The healthcare industry has experienced an onslaught of cyber-attacks over the last year, primarily driven by the fact that patient records are highly prized assets among cyber criminals.
Protected health information sells for 30 times more than financial information on the dark web, since it contains a full identity profile including social security numbers. Being in the cross hairs of motivated cyber gangs is forcing the healthcare industry to address some stiff cyber risk management challenges. Let’s look at what steps the industry can take to reduce the likelihood of data breaches.
According to data provided by the United States Department of Health and Human Services, Office of Civil Rights (HHS OCR), the number of data breaches in the healthcare sector increased by 63 percent in 2016. In addition, the survey exposed two new trends: the acceleration of medical device hijacking and an increase of ransomware attacks.
In the case of medical device hijacking, cyber-attackers are exploiting backdoors in hardware devices such as X-ray machines and life-support equipment to plant malware. Once installed, it can be used to move laterally across the network to access and exfiltrate health information.
While medical device hijacking requires sophistication, ransomware attacks are easier to conduct and show immediate return on investment. That’s why the industry has seen a wave of these attacks. The criticality of operations makes healthcare providers an easy target. Since lives are often at stake, it is essential for healthcare providers to ensure business continuity. The recent WannaCry ransomware attack had devastating impacts on the United Kingdom’s National Health Service, illustrating the severity of cyber security threats in the healthcare industry.
Traditionally, healthcare providers’ mission is to save lives. As a result, IT security departments are typically not a top priority when it comes to budget dollars and are often chronically understaffed. This explains why many healthcare IT environments are outdated and consequently woefully unprepared to deal with these new types of cyber-attacks.
Another contributing factor is that many medical systems use older operating systems and proprietary software. Thus, they are often not being actively patched or are exposed by lengthy patch release cycles, making them a welcome target for cyber criminals.
To complicate matters, the increased digitalization and exchange of healthcare information between services providers has dramatically broadened the industry’s attack surface. This is placing healthcare providers in an even more defensive position. The Internet of Things, which is targeting the healthcare market as one of its prime beneficiaries, will only make things harder. At the same time, healthcare organizations face strict standards and regulations (e.g., HIPAA, HITECH, HIMSS) relative to privacy and security.
Improving the Odds
The increased focus of cyber criminals on the healthcare industry makes it critical for providers to implement up-to-date security measures and prepare incident response plans to assure business continuity. The following best practices provide a solid foundation for reducing the threat of falling victim to cyber-attacks:
• Drive cultural change in the organization to incorporate security practices into day-to-day operations and secure the financial resources required to implement them.
• Frequently train employees to minimize the risk of Phishing attacks and social engineering.
• Adopt basic safeguards such as data back-up, anti-malware tools, firewalls, and data encryption.
• Include IT security staff members in the buying decision process for medical systems and devices in order to raise transparency and awareness, and negotiate proper patch release cycle policies with suppliers.

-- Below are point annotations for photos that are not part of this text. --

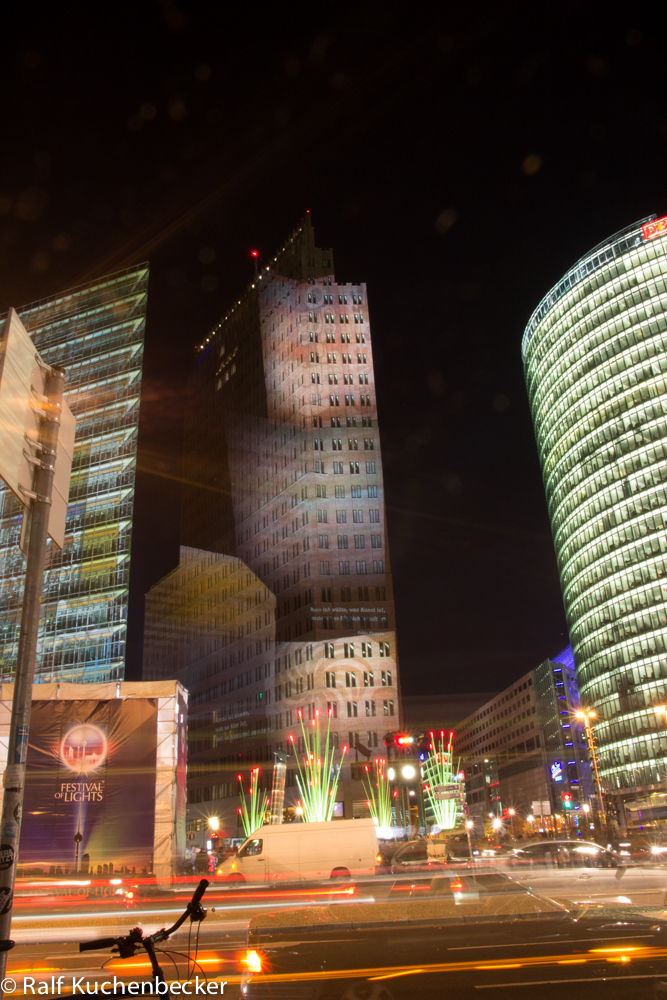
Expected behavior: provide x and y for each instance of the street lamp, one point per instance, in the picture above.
(470, 826)
(585, 715)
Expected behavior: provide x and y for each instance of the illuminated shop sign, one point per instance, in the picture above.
(557, 771)
(655, 228)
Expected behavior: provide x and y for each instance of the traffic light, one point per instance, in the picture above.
(425, 747)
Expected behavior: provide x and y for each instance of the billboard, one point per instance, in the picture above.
(105, 778)
(90, 785)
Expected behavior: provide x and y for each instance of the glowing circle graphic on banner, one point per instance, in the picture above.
(84, 748)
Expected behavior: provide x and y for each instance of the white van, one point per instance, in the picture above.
(290, 851)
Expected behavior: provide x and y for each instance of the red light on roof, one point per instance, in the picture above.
(655, 228)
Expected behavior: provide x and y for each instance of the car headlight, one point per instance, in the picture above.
(253, 961)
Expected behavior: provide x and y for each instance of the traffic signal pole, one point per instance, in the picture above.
(14, 777)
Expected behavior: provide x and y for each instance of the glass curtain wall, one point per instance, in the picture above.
(96, 332)
(596, 364)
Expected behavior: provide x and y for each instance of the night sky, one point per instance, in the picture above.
(458, 158)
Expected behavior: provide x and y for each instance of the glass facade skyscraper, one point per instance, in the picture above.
(595, 363)
(96, 332)
(283, 477)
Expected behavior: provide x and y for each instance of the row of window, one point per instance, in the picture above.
(329, 298)
(330, 649)
(351, 677)
(360, 337)
(342, 317)
(339, 470)
(344, 567)
(355, 493)
(337, 444)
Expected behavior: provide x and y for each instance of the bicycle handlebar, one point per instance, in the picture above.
(193, 910)
(98, 943)
(199, 892)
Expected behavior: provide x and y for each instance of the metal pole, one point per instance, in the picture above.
(14, 777)
(596, 773)
(277, 792)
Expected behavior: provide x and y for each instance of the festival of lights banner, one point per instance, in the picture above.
(90, 786)
(318, 776)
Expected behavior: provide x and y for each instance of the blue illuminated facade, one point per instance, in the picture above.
(96, 332)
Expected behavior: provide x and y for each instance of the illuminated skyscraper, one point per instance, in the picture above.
(96, 332)
(595, 366)
(283, 472)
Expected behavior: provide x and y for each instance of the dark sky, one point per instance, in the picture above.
(458, 157)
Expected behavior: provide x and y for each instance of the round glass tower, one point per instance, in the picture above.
(595, 361)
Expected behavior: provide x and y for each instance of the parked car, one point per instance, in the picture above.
(291, 851)
(579, 870)
(452, 935)
(419, 855)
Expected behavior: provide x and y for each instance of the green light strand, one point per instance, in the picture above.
(437, 770)
(253, 807)
(379, 793)
(317, 779)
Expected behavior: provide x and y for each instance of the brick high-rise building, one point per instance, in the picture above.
(283, 474)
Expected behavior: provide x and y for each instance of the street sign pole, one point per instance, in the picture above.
(14, 777)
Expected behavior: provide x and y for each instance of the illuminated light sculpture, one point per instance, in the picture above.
(593, 355)
(379, 794)
(318, 776)
(253, 808)
(437, 770)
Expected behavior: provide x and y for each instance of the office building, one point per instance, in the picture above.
(595, 365)
(526, 745)
(96, 331)
(283, 472)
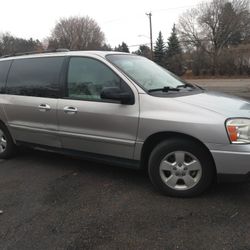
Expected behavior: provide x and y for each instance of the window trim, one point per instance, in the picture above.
(60, 77)
(6, 76)
(65, 85)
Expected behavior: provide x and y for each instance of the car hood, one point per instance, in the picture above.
(230, 106)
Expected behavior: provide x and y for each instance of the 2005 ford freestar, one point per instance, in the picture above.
(125, 110)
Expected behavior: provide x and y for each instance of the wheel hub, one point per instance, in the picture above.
(180, 170)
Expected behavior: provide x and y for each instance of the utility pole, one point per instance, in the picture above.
(151, 38)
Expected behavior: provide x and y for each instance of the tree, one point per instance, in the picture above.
(174, 47)
(106, 47)
(144, 50)
(159, 50)
(122, 47)
(77, 33)
(10, 44)
(215, 25)
(174, 60)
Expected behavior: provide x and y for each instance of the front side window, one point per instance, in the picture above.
(4, 68)
(35, 77)
(87, 77)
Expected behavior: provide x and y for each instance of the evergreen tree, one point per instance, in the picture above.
(122, 47)
(144, 50)
(159, 50)
(174, 60)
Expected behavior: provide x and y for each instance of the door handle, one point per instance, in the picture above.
(70, 110)
(44, 107)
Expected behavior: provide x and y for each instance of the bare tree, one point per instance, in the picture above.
(215, 25)
(77, 33)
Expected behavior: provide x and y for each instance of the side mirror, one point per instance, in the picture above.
(116, 94)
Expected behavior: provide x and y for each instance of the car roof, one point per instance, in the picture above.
(63, 53)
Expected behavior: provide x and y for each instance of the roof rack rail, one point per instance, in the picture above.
(35, 52)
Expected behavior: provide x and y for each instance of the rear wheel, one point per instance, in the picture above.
(179, 167)
(7, 145)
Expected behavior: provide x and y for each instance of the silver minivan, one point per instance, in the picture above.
(125, 110)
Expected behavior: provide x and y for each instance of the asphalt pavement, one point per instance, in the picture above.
(50, 201)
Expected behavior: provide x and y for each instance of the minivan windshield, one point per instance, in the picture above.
(150, 76)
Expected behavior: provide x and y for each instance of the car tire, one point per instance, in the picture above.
(181, 168)
(7, 146)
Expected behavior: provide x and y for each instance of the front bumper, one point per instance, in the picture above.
(232, 161)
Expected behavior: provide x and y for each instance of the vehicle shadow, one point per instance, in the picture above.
(107, 173)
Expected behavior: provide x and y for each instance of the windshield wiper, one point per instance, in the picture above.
(186, 85)
(164, 89)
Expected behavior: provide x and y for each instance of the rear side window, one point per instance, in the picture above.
(4, 68)
(35, 77)
(87, 77)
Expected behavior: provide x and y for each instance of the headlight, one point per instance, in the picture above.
(238, 130)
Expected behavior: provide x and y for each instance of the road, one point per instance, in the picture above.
(240, 87)
(50, 201)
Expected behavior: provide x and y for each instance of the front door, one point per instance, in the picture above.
(88, 123)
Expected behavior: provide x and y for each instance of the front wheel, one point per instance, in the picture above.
(182, 168)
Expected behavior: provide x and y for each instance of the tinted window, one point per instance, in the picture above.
(35, 77)
(87, 77)
(4, 68)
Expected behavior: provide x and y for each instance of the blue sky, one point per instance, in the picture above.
(119, 20)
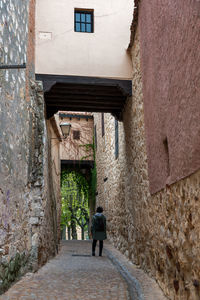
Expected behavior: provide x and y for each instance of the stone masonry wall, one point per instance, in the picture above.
(159, 232)
(26, 228)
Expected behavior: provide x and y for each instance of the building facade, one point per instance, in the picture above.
(28, 235)
(147, 165)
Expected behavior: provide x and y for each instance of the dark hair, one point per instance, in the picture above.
(99, 209)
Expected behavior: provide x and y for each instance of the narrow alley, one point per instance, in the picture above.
(99, 114)
(76, 275)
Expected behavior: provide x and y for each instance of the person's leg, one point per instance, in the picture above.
(100, 247)
(93, 247)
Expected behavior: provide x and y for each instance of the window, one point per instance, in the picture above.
(116, 139)
(76, 135)
(95, 136)
(102, 124)
(83, 20)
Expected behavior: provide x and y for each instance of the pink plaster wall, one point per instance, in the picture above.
(170, 54)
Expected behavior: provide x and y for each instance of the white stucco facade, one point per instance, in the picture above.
(62, 51)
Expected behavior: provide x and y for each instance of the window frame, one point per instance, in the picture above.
(116, 139)
(84, 11)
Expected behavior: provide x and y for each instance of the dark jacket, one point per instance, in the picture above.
(98, 233)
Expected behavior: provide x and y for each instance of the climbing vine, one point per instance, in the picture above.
(75, 210)
(93, 177)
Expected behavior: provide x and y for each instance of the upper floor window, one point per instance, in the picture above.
(83, 20)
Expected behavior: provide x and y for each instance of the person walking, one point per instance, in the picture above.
(98, 230)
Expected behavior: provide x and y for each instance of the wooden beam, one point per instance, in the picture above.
(126, 85)
(63, 100)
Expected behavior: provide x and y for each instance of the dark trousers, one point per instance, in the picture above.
(94, 243)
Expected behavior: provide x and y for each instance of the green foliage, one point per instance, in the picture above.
(93, 177)
(74, 195)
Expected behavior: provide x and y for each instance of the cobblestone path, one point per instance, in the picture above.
(72, 277)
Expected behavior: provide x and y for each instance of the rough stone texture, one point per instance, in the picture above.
(68, 277)
(27, 236)
(159, 232)
(170, 55)
(72, 148)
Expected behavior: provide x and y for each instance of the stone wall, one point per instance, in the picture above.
(27, 236)
(159, 232)
(81, 134)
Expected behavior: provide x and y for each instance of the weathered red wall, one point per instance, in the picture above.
(170, 48)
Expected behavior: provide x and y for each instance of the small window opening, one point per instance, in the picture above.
(76, 135)
(166, 147)
(116, 139)
(83, 20)
(102, 124)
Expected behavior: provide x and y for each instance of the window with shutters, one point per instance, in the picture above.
(76, 135)
(102, 124)
(116, 139)
(83, 20)
(95, 136)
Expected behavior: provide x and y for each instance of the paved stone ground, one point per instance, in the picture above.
(146, 287)
(72, 278)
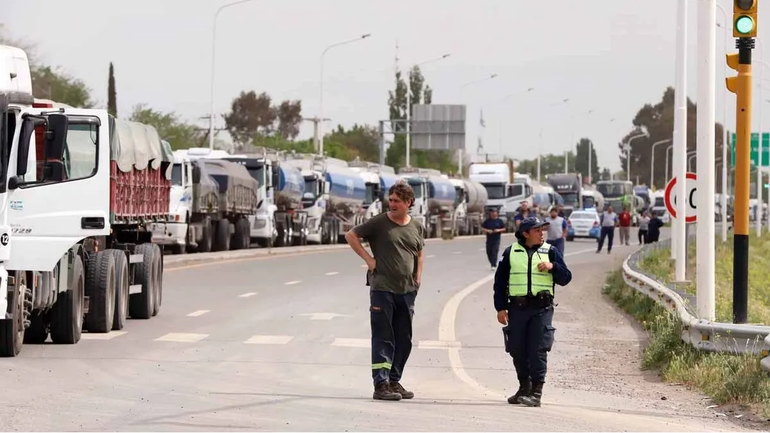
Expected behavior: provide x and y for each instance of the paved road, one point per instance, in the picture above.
(281, 343)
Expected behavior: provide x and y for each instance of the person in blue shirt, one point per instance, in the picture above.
(523, 296)
(493, 227)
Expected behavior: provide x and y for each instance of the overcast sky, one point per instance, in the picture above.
(609, 56)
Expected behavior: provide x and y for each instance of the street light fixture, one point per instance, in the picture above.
(321, 89)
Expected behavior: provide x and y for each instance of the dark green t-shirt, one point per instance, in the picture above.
(395, 248)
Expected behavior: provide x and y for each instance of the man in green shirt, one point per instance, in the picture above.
(394, 275)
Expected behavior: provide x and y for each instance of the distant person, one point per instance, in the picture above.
(557, 231)
(493, 227)
(609, 220)
(653, 228)
(624, 222)
(644, 224)
(394, 275)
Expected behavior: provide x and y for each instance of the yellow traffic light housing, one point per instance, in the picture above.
(744, 18)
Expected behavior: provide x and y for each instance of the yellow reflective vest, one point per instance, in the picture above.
(524, 271)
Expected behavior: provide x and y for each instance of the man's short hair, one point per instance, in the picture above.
(403, 191)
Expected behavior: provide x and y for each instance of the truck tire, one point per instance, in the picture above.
(140, 305)
(122, 286)
(222, 235)
(157, 291)
(241, 239)
(100, 289)
(66, 316)
(12, 330)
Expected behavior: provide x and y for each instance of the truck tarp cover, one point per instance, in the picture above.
(205, 191)
(237, 189)
(136, 145)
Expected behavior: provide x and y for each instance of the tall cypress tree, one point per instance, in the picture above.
(112, 103)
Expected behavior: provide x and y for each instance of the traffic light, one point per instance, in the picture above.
(745, 18)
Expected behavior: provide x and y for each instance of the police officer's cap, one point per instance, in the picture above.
(528, 224)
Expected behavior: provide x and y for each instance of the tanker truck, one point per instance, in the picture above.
(211, 203)
(434, 198)
(470, 199)
(280, 192)
(334, 195)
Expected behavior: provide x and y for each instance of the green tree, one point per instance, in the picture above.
(170, 128)
(581, 159)
(112, 97)
(658, 120)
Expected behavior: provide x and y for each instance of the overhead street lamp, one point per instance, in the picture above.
(321, 87)
(213, 64)
(409, 104)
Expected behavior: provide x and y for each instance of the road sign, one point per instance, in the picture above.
(754, 149)
(691, 187)
(438, 127)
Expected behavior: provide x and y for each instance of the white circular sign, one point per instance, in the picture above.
(691, 187)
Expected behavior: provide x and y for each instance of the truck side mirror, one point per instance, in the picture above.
(56, 137)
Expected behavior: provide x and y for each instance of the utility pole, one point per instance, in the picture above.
(745, 30)
(316, 139)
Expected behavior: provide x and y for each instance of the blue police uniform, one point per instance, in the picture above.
(527, 295)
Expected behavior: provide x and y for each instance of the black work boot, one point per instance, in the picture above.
(397, 388)
(525, 387)
(533, 399)
(382, 391)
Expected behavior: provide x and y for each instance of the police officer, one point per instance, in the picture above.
(523, 296)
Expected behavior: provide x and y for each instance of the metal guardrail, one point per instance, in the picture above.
(701, 334)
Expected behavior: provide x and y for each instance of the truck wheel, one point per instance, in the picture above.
(12, 330)
(140, 305)
(157, 292)
(222, 235)
(122, 285)
(100, 289)
(66, 316)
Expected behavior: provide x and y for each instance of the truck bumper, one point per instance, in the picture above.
(169, 233)
(3, 291)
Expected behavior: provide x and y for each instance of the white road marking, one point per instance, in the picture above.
(446, 332)
(182, 337)
(269, 339)
(198, 313)
(432, 344)
(361, 343)
(322, 316)
(109, 336)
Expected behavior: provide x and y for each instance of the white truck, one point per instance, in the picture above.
(211, 200)
(333, 198)
(77, 193)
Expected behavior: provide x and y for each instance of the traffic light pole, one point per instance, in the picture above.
(741, 86)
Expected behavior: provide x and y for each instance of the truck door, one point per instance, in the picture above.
(58, 192)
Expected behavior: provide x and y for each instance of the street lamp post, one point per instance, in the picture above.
(409, 105)
(321, 88)
(213, 65)
(652, 159)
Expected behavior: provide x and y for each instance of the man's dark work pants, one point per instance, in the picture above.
(493, 248)
(391, 318)
(530, 338)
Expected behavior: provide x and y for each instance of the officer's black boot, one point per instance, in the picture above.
(533, 399)
(525, 387)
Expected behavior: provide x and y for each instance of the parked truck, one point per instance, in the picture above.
(333, 198)
(212, 201)
(79, 191)
(470, 199)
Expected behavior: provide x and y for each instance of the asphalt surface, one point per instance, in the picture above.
(282, 343)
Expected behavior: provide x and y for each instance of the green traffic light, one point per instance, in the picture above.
(744, 24)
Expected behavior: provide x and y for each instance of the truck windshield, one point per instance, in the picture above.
(176, 175)
(495, 191)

• Increase the frequency of vulnerability scans to gather more timely security intelligence, which can assist in the detection of security gaps, control failures, and also verify if remediation actions were effective.
• Supplement vulnerability assessments with penetration testing to determine whether the specific vulnerability is actually exploitable or not.
By implementing these measures, while correlating and contextualizing external threat data with internal security intelligence and business criticality, healthcare organizations can operationalize their cyber security practices to shorten time-to-detection and ultimately, time-to-remediation of cyber threats.